Lalu Ana dan Lino segera pergi keluar.


Setelah diluar, Ana dan Lino segera naik ke motor. Kemudian Lino segera melajukan motornya menuju basecamp.


...****...


* Basecamp


Sesampainya di basecamp, Lino dan Ana segera turun dari motor. Setelah itu, mereka berdua segera masuk kedalam basecamp SKZ.


"Eh, ada si bocil" ucap Gilang.


"Apaan sih bocil-bocil" kesal Ana.


Ana segera duduk disebelah Gilang. Sedangkan Lino, ia sedang mengambil minuman kaleng untuk dirinya dan juga Ana.


"Nih" ucap Lino sambil memberikan minuman kepada Ana.


"Makasih" ucap Ana.


"Iya sama-sama, sayang" sahut Gilang.


Sontak Lino langsung menatap tajam kearah Gilang.


"Apaan sih luh" ucap Ana kepada Gilang.


"BERCANDA, NO!!" ucap Gilang karena sedikit takut dengan tatapan Lino.


Trining...trining


Gilang langsung melihat ke layar ponselnya dan ternyata ada panggilan telepon dari Felisa.


"Eh ayang nelpon" ucap Gilang sambil pergi keluar meninggalkan Ana dan Lino.


"Ayang siapa, No?" tanya Ana.


"Felisa kali" ucap Lino.


"Kok dipanggil ayang" heran Ana.


"Ayang tuh sama aja kayak sayang, Na" jelas Lino.


"Oh gitu" ucap Ana.


"Kamu mau gak dipanggil ayang?" tanya Ana.


"Gak mau" ucap Lino.


"Kenapa gak mau?" tanya Ana.


"Soalnya aku mau nya dipanggil sayang" ucap Lino.


"Tapi kan kata kamu sama aja artinya" ucap Ana.


"Ya emang sama.
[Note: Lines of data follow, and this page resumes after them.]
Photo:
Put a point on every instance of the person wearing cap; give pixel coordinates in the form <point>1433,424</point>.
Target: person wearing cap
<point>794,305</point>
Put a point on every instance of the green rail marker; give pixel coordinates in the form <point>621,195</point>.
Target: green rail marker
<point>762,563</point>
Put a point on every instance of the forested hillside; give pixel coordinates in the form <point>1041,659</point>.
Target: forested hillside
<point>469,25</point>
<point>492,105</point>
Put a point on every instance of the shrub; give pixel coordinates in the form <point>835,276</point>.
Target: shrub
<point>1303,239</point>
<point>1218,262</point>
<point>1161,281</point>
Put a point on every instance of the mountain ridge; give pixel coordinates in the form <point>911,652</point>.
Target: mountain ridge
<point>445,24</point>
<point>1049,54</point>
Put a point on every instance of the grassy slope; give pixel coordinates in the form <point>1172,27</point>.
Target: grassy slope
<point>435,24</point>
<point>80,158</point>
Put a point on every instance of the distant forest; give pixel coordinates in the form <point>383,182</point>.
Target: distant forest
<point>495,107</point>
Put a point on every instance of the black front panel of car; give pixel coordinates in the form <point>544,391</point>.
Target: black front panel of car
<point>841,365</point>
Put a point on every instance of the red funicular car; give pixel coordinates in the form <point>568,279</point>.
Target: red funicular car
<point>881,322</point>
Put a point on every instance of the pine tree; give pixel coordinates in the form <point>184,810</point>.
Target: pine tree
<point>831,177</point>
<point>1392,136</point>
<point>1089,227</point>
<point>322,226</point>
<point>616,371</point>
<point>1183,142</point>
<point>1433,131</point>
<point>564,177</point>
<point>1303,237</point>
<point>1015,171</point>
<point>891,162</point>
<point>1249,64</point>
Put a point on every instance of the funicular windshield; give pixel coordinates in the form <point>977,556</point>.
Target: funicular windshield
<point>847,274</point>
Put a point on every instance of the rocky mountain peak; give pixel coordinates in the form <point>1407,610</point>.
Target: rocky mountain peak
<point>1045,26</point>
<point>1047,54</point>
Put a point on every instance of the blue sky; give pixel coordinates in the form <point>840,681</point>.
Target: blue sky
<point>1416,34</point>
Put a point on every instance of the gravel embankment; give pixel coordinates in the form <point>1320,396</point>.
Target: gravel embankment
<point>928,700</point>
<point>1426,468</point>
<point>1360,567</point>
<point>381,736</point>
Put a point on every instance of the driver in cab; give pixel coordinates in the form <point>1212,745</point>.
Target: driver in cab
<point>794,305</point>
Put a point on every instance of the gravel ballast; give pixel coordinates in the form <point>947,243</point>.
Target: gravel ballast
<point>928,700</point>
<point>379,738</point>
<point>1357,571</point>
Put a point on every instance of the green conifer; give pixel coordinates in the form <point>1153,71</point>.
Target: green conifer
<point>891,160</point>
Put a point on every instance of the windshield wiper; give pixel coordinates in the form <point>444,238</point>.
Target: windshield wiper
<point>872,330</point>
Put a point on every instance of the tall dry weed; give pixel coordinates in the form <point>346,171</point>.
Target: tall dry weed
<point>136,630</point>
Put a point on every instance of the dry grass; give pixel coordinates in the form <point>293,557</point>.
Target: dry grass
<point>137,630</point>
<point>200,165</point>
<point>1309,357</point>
Cuma kalau ayang tuh kedengarannya kaya manggil ayam, jadi aku mau nya dipanggil sayang bukan dipanggil ayang" ucap Lino.


"Oh gitu" ucap Ana.


"Coba kamu ngomong sayang" perintah Lino.


"Sayang" ucap Ana.


"Iya kenapa, sayang?" ucap Lino sambil tersenyum.


"Ih malah dijawab lagi" ucap Ana.


"Iya kenapa, sayang" ledek Alex yang baru datang.


Sontak Ana dan Lino langsung melihat kearah Alex.


"Iya kenapa, sayang" ledek Gilang sambil menghampiri Lino.


"Apaan sih luh berdua, gak jelas banget" kesal Lino.


"Ipiin sih lih birdii, gik jilis bingit" ledek Gilang.


"Luh mau gue tampol ya" kesal Lino kepada Gilang.


"Udah jangan marah-marah, No" ucap Ana.


"Iya sayang, jangan marah-marah" ucap Alex kepada Lino.


Lino langsung melemparkan bantal kecil tepat ke wajah Alex.


Gilang langsung tertawa saat Lino melemparkan bantal kecil tepat ke wajah Alex.


"Mampus luh" ucap Gilang kepada Alex.


Kemudian Lino juga langsung melemparkan bantal kecil kepada Gilang, namun tidak kena karena Gilang langsung menghindar.


"Eitss! tidak kena" ucap Gilang.


"No, tolong bukain dong" ucap Ana sambil memberikan minuman kaleng kepada Lino.


Lino segera membuka minuman kaleng tersebut.


"Nih" ucap Lino.


"Makasih" ucap Ana sambil mengambil minuman tersebut.


Lalu Ana segera meminum minuman itu.